Occorre intendersi bene, molto bene, però. E per farlo vanno innanzitutto precisate due o tre cose. Il calcio non è uno sport. Non c’entra nulla con l’atletica, i tuffi, il tennis e via dicendo. È un gioco sportivo. Ed è tutto un altro discorso. Nel calcio, cioè, che piaccia o no, sono tollerati, se non incoraggiati, comportamenti tipici del giocatore: la scaltrezza, il bluff, l’intimidazione fisica e verbale. Le cattive maniere insomma. Quelle che nel galateo olimpico vengono bollati come atteggiamenti anti sportivi.


 

Se invece parliamo di altro, allora il calcio, essendo il più grande fenomeno popolare della storia moderna, va interpretato come una spugna sociale. Assorbe tutto. E quando c’è la partita, e si strizza, vien fuori il meglio e il peggio della società.

 

Lo vediamo in ogni cosa. Da come i giocatori dei diversi paesi toccano la palla. Da come le squadre delle diverse nazioni si schierano sul campo e interpretano la gara. Ma anche da aspetti più sottili: in una società forsennata come la nostra, il gioco è diventato velocissimo. Il campo è la cartina di tornasole di una comunità integrata o razzista. Ora che la tecnologia è esplosa nella nostra società, la ritroviamo anche sul terreno. Più una società è corrotta e violenta, più questo lo vedremo anche in partita.

 

La questione arbitrale vivrà con l’inizio della prossima stagione l’anno 0. L’introduzione della moviola in campo (della VAR, si comincia in Serie A) stravolgerà la figura dell’arbitro e di tutto quel che ne consegue. La tecnologia porterà del bene ma anche del male: sarà come sempre una questione di equilibrio. Ma di certo, in ambito professionistico, dovrebbero ridimensionarsi tre problemi di fondo.

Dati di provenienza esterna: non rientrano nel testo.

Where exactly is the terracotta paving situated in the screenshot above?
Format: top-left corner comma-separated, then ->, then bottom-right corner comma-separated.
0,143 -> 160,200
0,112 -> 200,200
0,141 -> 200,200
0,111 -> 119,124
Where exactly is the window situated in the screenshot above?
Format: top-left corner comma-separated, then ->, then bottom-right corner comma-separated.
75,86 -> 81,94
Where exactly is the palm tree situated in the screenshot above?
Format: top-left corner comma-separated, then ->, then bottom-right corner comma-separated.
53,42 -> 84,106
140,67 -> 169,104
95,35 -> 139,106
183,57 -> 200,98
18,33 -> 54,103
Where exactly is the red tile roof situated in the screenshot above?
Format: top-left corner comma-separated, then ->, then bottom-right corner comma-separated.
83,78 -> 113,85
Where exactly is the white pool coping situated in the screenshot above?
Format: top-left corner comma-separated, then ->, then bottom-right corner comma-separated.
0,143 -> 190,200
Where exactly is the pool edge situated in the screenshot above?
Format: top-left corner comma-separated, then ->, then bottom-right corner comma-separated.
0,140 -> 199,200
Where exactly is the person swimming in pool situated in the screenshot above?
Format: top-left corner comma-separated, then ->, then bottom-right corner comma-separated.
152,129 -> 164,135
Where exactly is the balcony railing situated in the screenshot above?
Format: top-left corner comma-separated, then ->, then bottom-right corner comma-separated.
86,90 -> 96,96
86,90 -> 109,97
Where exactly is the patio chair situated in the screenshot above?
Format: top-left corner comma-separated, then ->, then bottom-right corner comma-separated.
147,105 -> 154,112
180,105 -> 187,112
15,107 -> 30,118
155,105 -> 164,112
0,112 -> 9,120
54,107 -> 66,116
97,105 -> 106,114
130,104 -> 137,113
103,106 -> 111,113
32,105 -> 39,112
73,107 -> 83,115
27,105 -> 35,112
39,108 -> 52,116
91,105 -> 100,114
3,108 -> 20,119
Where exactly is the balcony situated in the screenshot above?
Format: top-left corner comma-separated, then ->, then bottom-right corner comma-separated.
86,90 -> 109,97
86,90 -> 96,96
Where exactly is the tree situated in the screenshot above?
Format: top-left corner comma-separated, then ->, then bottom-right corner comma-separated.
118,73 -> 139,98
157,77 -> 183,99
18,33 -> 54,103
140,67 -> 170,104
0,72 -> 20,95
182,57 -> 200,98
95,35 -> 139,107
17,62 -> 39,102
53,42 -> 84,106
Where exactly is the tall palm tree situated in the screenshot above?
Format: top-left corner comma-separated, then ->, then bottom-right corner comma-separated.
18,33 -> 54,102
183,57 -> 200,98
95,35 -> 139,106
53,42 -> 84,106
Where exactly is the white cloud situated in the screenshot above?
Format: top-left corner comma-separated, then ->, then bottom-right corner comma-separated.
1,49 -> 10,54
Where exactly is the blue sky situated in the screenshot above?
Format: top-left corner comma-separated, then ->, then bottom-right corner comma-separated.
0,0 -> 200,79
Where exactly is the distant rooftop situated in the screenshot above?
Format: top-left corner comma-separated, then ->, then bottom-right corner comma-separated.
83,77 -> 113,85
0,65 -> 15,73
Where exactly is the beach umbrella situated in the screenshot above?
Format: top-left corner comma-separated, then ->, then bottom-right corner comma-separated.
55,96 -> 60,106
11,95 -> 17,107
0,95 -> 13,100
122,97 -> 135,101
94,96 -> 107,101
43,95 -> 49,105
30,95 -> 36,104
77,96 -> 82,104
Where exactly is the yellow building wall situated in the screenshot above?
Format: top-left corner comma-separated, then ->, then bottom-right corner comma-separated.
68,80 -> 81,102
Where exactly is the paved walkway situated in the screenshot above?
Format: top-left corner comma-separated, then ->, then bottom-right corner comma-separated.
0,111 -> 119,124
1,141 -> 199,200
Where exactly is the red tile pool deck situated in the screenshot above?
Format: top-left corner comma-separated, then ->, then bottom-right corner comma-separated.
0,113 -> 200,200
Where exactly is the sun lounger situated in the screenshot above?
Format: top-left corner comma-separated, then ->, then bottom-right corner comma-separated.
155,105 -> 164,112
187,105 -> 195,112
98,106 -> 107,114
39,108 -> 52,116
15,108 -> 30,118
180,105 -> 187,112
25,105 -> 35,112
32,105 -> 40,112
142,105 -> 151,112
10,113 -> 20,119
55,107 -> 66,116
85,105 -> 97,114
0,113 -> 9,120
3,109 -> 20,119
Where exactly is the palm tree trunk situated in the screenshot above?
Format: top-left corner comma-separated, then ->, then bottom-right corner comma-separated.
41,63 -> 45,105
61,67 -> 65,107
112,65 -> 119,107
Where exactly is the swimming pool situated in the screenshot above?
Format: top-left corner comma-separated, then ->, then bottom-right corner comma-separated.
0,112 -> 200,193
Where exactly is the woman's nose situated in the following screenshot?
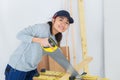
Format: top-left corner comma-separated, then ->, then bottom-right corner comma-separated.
61,22 -> 66,26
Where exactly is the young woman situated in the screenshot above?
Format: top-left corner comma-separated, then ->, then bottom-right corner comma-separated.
4,10 -> 79,80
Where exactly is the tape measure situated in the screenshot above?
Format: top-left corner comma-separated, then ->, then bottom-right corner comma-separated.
42,37 -> 58,52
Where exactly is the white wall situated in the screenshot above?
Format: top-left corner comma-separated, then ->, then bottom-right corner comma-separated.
0,0 -> 104,80
84,0 -> 104,77
104,0 -> 120,79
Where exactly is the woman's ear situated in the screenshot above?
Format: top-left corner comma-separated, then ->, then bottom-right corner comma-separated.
52,18 -> 55,23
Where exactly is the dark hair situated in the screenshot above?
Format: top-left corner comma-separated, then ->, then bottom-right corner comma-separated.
47,21 -> 62,47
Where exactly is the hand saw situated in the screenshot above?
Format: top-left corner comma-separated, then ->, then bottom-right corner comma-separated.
43,37 -> 93,80
43,37 -> 79,76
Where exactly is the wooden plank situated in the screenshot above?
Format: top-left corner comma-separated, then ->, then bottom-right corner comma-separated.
78,0 -> 89,73
33,71 -> 65,80
37,55 -> 49,71
75,56 -> 93,73
59,56 -> 93,80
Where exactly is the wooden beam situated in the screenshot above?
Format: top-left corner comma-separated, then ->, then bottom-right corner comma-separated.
59,56 -> 93,80
78,0 -> 89,73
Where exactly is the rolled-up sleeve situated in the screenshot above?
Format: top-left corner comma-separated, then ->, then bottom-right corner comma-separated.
16,25 -> 36,43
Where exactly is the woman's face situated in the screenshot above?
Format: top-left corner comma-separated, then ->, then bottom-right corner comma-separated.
52,16 -> 70,35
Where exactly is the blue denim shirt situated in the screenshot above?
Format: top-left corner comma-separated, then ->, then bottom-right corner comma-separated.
8,23 -> 56,71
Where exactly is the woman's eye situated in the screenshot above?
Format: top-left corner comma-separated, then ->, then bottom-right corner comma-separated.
59,19 -> 63,21
65,22 -> 69,24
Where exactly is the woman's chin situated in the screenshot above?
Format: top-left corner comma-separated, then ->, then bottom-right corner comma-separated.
59,30 -> 65,33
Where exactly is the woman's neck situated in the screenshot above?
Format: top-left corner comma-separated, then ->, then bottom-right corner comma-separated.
52,28 -> 58,35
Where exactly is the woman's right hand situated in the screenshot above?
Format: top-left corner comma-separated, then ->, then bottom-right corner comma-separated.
32,37 -> 52,47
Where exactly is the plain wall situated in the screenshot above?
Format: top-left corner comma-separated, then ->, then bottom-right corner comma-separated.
0,0 -> 104,79
104,0 -> 120,79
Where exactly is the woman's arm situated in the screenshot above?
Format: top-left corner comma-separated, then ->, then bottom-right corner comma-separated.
16,25 -> 36,43
32,37 -> 51,47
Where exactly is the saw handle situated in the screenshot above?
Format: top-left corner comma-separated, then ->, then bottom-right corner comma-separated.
42,37 -> 58,52
43,37 -> 56,48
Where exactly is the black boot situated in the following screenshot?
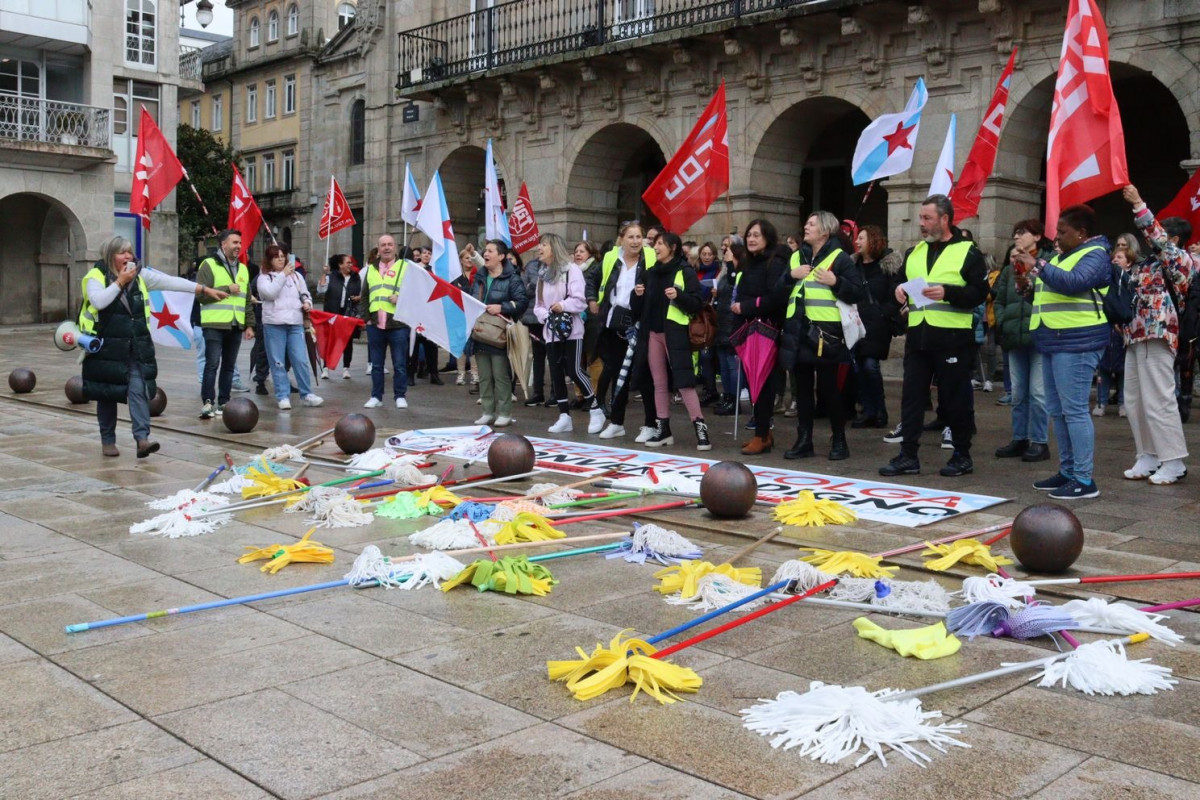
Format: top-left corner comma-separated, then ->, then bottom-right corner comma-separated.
829,430 -> 850,461
784,425 -> 814,459
693,418 -> 712,451
713,393 -> 735,416
645,418 -> 674,448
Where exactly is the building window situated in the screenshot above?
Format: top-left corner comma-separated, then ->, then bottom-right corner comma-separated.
249,17 -> 260,48
283,150 -> 295,191
267,10 -> 279,42
112,79 -> 160,171
350,99 -> 365,165
190,100 -> 200,128
287,4 -> 299,36
212,93 -> 223,130
245,157 -> 256,192
246,83 -> 257,123
284,74 -> 295,114
338,2 -> 356,31
0,59 -> 41,99
125,0 -> 157,66
263,154 -> 276,191
264,79 -> 276,119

Il primo è che gli arbitri non potranno più decidere per errori pacchiani partite e tornei, come più volte accaduto in passato. Anche il problema della corruzione dei direttori di gara dovrebbe estinguersi. E infine gli arbitri stessi saranno finalmente protetti dai condizionamenti delle società più importanti (sudditanza psicologica) o degli organismi internazionali durante le principali competizioni: Champions, Mondiali ed Europei.